Most functions from methodical
take as input
RangedSummarizedExperiment objects with methylation data. If there are
many samples, there can be many millions or, in the case of WGBS data,
even billions of data points within a DNA methylation dataset. It can be
unfeasible to load all this data into memory at once. This problem can
be overcome by using DelayedArrays backed by HDF5 files, enabling data
to be read into memory only as needed. Methodical provides a suite of
functions for working with such DNA methylation
RangedSummarizedExperiments, including functions to extract methylation
values for sites overlapping genomic regions of interest
GRanges
, to liftover the methylation sites from one genome
build to another and to mask methylation sites overlapping certain
genomic regions, e.g. repeats.
Here we demonstrate this different functionality using a dataset downloaded from TumourMethData.
# Download RangedSummarizedExperiment with methylation data for prostate metastases from TumourMethData
mcrpc_wgbs_hg38_chr11 = TumourMethData::download_meth_dataset(dataset = "mcrpc_wgbs_hg38_chr11")
#> see ?TumourMethData and browseVignettes('TumourMethData') for documentation
#> loading from cache
We’ll first demonstrate how to extract methylation data for
individual CpG sites in mcrpc_wgbs_hg38_chr11 overlapping a supplied
GRanges object with extractGRangesMethSiteValues
, using the
gene body as an example.
# Create a GRanges with the hg38 genomic coordinates for the GSTP1, including
# 2 KB upstream of its designated start in Ensembl
gstp1_start_site_region <- GRanges("chr11:67581742-67586656:+")
# Extract methylation values for CpG sites overlapping GSTP1 gene body
gstp1_cpg_methylation <- extractGRangesMethSiteValues(
meth_rse = mcrpc_wgbs_hg38_chr11, genomic_regions = gstp1_start_site_region)

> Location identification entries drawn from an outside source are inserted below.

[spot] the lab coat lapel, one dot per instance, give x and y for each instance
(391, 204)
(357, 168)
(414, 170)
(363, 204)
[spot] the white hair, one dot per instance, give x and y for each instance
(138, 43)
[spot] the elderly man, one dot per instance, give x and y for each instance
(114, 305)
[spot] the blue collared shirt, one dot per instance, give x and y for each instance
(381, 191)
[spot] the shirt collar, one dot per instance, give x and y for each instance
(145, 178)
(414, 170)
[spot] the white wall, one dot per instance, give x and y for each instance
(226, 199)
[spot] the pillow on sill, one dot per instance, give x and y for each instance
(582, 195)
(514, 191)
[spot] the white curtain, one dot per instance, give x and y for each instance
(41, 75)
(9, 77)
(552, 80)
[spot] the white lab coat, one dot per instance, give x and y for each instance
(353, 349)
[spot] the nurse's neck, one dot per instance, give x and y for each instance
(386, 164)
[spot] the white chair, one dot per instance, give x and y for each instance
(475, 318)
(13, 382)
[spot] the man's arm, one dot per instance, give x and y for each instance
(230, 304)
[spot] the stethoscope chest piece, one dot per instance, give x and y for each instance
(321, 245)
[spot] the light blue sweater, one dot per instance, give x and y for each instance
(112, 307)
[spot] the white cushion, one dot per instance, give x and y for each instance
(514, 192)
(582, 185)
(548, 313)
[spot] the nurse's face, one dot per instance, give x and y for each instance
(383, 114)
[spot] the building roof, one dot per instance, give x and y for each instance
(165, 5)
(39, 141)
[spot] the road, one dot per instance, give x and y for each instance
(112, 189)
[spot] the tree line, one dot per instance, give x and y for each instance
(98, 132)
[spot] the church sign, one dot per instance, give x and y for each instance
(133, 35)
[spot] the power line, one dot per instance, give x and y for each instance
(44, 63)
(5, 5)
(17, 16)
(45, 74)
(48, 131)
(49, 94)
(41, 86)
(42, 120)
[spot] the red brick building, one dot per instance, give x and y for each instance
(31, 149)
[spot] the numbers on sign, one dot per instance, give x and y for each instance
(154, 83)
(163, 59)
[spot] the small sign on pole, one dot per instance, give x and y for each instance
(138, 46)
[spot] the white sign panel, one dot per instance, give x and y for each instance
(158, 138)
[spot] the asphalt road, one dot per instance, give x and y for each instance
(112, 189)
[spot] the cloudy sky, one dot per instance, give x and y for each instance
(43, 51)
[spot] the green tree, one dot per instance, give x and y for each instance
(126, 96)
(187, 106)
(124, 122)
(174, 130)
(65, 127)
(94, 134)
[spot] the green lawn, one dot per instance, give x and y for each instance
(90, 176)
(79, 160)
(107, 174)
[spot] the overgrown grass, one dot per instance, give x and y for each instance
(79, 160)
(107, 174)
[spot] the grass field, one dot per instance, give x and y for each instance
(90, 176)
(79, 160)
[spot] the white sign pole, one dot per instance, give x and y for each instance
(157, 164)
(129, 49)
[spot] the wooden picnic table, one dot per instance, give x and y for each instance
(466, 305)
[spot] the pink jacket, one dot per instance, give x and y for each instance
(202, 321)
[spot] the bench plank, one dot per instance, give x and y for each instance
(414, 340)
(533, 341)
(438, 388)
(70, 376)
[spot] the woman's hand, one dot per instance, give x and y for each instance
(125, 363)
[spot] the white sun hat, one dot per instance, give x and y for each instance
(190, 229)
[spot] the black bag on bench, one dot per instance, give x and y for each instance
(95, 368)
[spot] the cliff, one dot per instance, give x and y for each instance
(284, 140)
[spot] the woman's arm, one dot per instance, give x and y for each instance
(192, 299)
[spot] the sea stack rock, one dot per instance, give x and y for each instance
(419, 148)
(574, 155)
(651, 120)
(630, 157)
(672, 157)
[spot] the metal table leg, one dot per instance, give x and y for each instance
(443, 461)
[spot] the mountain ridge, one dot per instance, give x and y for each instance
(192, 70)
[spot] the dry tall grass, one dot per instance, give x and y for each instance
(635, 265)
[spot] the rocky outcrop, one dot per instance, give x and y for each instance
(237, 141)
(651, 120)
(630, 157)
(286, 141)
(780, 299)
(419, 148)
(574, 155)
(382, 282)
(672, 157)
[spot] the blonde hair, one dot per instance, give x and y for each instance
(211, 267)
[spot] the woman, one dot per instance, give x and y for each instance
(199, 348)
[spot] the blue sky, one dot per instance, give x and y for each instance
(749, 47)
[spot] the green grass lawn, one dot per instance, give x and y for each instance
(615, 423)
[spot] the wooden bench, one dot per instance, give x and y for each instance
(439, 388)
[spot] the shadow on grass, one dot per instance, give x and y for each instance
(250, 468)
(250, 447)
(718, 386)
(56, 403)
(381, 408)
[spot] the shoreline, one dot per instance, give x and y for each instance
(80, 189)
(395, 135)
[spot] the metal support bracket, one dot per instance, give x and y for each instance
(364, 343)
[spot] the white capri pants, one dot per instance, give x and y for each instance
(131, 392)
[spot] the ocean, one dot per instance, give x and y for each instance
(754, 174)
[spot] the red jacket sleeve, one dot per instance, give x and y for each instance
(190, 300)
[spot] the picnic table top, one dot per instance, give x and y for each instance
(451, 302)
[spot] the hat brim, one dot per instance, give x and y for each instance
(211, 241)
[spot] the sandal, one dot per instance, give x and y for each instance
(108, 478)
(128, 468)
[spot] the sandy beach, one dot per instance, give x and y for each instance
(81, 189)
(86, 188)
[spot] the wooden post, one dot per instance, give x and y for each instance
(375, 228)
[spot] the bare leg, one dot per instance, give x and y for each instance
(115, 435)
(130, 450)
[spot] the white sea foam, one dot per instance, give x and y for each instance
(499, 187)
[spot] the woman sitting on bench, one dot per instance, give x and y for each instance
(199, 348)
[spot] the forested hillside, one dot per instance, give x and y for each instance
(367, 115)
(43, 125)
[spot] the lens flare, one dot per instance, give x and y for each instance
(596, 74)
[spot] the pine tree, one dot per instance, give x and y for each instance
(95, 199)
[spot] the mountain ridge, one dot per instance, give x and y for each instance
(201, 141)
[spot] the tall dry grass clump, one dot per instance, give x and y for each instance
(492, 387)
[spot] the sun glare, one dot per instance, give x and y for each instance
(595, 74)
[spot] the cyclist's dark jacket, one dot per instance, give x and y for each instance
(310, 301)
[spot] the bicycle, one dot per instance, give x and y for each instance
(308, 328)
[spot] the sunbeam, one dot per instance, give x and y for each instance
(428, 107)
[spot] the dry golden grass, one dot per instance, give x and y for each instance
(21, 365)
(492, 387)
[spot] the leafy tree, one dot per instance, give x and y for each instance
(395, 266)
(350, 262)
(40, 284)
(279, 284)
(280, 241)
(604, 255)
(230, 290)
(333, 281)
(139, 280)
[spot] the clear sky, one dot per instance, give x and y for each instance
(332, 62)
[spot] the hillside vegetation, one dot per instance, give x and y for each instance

# View the first few rows and columns of the result.
# extractGRangesMethSiteValues returns a row for each methylation site and a
# separate column for each sample where row names give the coordinates of the
# methylation sites in character format.
gstp1_cpg_methylation[1:6, 1:6]
#> DTB_003 DTB_005 DTB_008 DTB_009 DTB_011 DTB_018
#> chr11:67581759 0.1764706 0.2682927 0.23076923 0.10714286 0.09677419 0.7045455
#> chr11:67581799 0.1944444 0.1470588 0.12500000 0.10344828 0.04166667 0.4871795
#> chr11:67581838 0.3157895 0.1538462 0.15789474 0.13333333 0.10000000 0.6923077
#> chr11:67581849 0.1388889 0.0000000 0.07692308 0.06896552 0.16129032 0.4000000
#> chr11:67581866 0.3488372 0.2000000 0.17073171 0.08823529 0.29032258 0.7575758
#> chr11:67581875 0.1590909 0.0000000 0.15384615 0.08823529 0.25000000 0.3142857
Next we’ll show how to summarize the methylation of CpGs over regions
of interest with summarizeRegionMethylation
, using CpG
islands as an example. summarizeRegionMethylation
processes
the the supplied genomic regions in chunks so that the methylation data
for CpG sites overlapping the regions of interest is not all loaded into
memory at once. The parameter max_sites_per_chunk
controls
the approximate number of CpG sites maximally read into memory at once
and defaults to floor(62500000/ncol(meth_rse)
. Several
chunks can be processed in parallel using BiocParallel via the
BPPARAM
argument which takes a BiocParallelParam object.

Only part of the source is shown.